If Total Viewers Matter, How Come Advertising Costs So Much More on 'Glee' Than 'NCIS'?

Categories: 1-Featured,TV Advertising

Written By

December 6th, 2010

Total viewers don’t matter to advertisers who only want to pay for younger viewers during broadcast primetime.  I know a lot of people can't stand that.  Though I am an old man feebly crawling forward on my way to the other side of the great 18-49 barrier, the way that primetime TV advertising works doesn’t bother me.  But I understand it bothers some and it’s their right to be bothered by it if they choose.
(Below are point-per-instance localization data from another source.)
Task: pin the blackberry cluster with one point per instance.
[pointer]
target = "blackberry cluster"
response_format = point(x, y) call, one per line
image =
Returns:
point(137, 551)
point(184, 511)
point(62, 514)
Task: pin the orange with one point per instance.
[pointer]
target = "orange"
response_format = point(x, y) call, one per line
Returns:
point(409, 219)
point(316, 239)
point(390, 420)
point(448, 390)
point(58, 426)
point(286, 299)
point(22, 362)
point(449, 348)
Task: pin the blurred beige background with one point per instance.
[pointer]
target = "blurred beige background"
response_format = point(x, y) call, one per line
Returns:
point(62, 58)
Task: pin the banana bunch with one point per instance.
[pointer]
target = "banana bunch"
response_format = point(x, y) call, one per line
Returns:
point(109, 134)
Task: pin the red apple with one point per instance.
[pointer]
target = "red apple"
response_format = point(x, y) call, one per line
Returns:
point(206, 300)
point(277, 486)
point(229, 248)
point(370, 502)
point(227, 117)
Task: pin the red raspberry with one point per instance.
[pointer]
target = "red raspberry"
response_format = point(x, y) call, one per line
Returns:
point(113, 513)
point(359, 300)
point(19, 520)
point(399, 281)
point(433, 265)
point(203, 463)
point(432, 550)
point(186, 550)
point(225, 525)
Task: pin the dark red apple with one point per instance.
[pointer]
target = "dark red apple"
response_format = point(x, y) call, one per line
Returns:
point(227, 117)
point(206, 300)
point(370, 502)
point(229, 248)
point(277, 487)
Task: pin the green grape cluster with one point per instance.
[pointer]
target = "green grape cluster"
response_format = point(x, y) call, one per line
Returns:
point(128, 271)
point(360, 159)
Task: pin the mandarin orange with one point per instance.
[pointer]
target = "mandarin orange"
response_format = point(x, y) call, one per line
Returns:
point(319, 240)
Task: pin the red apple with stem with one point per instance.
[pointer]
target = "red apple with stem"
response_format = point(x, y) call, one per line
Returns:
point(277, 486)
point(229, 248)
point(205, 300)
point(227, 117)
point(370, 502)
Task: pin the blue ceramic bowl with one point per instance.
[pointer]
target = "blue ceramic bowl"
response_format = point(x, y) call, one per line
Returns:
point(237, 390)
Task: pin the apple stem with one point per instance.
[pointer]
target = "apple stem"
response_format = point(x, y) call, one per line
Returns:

I’m much less understanding of the people who simply refuse to believe it’s true that at least when it comes to broadcast primetime advertising, it’s viewers under 50 who matter, not viewers over 50.

Let me disclaim that I’ve seen practically every episode of NCIS, and have never seen an episode of Glee.  I have nothing against Glee and I consider its ratings phenomenal.   That’s no slight on NCIS, which has very good ratings and makes fistfuls of cash for CBS.  NCIS has also had an amazing run of off-net syndication on USA.

In this year’s Advertising Age survey for the cost of 30 second spots on programs, Glee was estimated to cost $272,694 per 30 second spotNCIS was estimated to cost $150,708.     That’s more than an 80% premium for Glee.

Advertising Age’s numbers are based on survey data of ads purchased before the season even started,  but there was plenty of data from last year to price both shows.  I don’t get bent out of shape about the estimates because I know whatever the Advertising Age figure for Lone Star is, Fox isn’t making it!  I see those numbers as ballpark directional indicators, and generally good enough for discussion purposes, at least at the season beginning of the season.

I randomly selected Tuesday, November 9 when both shows aired new episodes:

  • NCIS beat Glee by 82% in total viewers
  • Glee beat NCIS by 15% with adults 18-49
  • Glee beat NCIS by 92% with adults 18-34

When it comes to viewers age 50+, there’s only one reasonable conclusion to draw.  For the unreasonable, you might try to see if you can get Advertising Age's name changed to Advertising Ageist.